リツイートした人も名誉棄損になるのか?
7月15日放送の「行列のできる法律相談所」では、悪質なコメントをリツイートするだけで名誉毀損になるかどうかについて取り上げた。果たして弁護士軍団の見解は?
今回の相談者は、会社員の中村裕一さん(仮名・27歳)。ある日、会社の同僚・田中のSNSを見てみると・・・
『実は今日…うちの会社の山崎部長が、部下の佐藤美幸と浮気しているところ見ちゃいました!妻子持ちのくせに!』
中村 「うわぁ部長最低だなぁ。よしっ俺もリツイートしてやろっ!」
リツイートとは、他人が投稿した内容を引用し、自分のSNS画面にも同じ内容を表示させること。つまり中村がリツイートした事で、中村をフォローしていた同僚にも部長の浮気の噂が一気に広まった。
すると・・・
部長 「田中ふざけんな!これは名誉毀損だぞ!」
田中 「事実なんだからしょうがないじゃないですか!」
確かに人物が特定できる悪質なコメントをSNS上で書き込んだ場合、書き込んだ人は名誉毀損にあたる可能性が高いが・・・
部長 「おい中村!お前もリツイートしたんだから同罪だ!」
中村 「えっ!?ツイートしたのは田中で、俺まで訴えるのはおかしいですよ!?」
果たして、リツイートした人も名誉毀損になるのか?
■北村弁護士の見解
「名誉棄損になる」
はい、これは名誉毀損になります。
実名で部長の浮気を公表するという行為、これは中身が本当でも嘘でも、原則名誉毀損になります。社会的評価を下げますからね。本件はその内容をリツイートしたんですね。
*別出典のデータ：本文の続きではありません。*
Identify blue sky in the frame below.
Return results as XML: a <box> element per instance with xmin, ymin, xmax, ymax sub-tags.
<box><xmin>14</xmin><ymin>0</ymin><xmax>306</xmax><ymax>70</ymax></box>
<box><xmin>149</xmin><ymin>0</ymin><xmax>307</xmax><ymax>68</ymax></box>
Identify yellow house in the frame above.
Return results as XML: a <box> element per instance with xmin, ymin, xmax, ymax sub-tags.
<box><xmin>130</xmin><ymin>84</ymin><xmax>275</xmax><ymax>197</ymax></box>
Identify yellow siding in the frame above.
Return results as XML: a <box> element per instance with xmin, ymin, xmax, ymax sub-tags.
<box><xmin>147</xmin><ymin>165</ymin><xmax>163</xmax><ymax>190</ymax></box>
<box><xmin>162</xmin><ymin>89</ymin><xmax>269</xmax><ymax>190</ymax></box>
平成26年、平成27年、民事の判決ですけどもいずれも名誉毀損に当たるという東京地裁の判例が出てます。
■菊地弁護士の見解
「名誉棄損になる」
最初に名誉毀損を行った人間が、例えば慰謝料20万円くらいだとしますとね、後からリツイートした人は、ちょっとやっぱり慰謝料は下がる、まあ10万5万とかですね、そういう傾向はあると思います。
■本村弁護士の見解
「名誉棄損になる」
ちょっと違うケースでね、いいねを押した場合はどうでしょうか。
いいねっていうのは、他人のツイートに賛成の意思を示したに留まるからということで、原則責任は負わないでしょう。ただSNSの種類によっては、いいねを押すと、 「誰々さんがいいねしました」と表示される場合がありますので、影響力の大きい人、発言力の大きい人がいいねを押してしまうと、バーっと広範囲に拡散してしまうこともあります。